The next, on that testing, use pull compensation (pc).  I have been embroidering for 14 years and only recently found how to exactly use that feature.  All the explainations were very confusing for me.

This is waffleweave and has similar issues to seersucker.  I neglected to put a topping on this example, but it does show that pc is needed.  PC just gives a more wide satin or zig-zag stitch over the underlay.  You can see that the satin stitch, which I stopped before the underlay, is too narrow to cover the underlay.  I did not properly prepare this 'discovery sew' (my term for finding out how your project will look) because I was checking the software rather than the whole project.

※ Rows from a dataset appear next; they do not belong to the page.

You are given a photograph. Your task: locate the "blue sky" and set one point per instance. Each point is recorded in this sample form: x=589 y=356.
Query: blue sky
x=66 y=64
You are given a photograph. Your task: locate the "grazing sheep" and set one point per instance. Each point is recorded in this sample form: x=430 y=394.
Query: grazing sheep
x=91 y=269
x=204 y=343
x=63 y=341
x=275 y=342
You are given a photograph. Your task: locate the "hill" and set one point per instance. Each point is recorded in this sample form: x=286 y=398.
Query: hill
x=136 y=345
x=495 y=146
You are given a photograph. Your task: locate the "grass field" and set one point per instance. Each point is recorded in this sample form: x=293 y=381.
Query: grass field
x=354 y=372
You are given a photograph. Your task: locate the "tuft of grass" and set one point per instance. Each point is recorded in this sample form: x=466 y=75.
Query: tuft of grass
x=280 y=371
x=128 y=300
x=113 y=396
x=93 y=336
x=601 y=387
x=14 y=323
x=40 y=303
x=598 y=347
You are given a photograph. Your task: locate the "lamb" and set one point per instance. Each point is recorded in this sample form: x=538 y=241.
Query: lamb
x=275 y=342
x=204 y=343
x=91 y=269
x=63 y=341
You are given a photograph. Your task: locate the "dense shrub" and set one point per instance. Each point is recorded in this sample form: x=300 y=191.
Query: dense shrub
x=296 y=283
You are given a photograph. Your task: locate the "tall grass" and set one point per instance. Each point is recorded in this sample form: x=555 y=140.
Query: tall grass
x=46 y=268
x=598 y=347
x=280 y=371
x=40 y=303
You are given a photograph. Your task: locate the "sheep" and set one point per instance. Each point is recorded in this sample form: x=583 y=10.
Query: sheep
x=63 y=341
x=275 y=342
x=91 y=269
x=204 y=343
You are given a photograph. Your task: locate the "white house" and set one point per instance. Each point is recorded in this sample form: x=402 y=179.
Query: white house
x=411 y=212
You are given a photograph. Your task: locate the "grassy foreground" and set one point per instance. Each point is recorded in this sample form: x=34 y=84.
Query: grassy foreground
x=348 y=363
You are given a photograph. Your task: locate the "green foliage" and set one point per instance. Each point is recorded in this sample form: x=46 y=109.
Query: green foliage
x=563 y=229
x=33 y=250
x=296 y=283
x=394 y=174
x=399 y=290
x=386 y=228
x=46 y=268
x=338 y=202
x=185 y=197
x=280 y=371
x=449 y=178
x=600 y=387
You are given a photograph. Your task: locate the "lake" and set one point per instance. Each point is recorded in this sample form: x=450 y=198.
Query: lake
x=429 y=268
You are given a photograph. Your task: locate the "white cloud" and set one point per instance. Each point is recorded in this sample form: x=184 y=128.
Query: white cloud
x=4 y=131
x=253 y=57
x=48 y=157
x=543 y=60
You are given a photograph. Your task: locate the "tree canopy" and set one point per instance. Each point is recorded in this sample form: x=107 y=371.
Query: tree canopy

I don't use any adhesive on this fabric, I use Floriani's Heat-Away.  It has an 'etched grid' on the side to place against the fabric and holds it very well.  I would not use an adhesive (and after reading your query, I did try it).  The adhesive holds the fabric, even if it is out of alignment.  On waffleweave, that would show but not on seersucker.

 

Test is the key, the right fabric and knowledge makes it work.  Keep GOOD notes!  If you don't have Evernotes.com you need it to keep those little bits of info that won't remain uppermost in your mind.  In Evernote, I have "notebooks" for the different fabrics, another for software ideas, another one for project problems and solutions and another notebook for my personal stuff, including my medical information.  Evernote 'syncs' between your pc and your phone so putting info on your pc will be in your phone when you are out and about.  There is a free version and I LOVE MINE!  (I don't get paid to say anything!)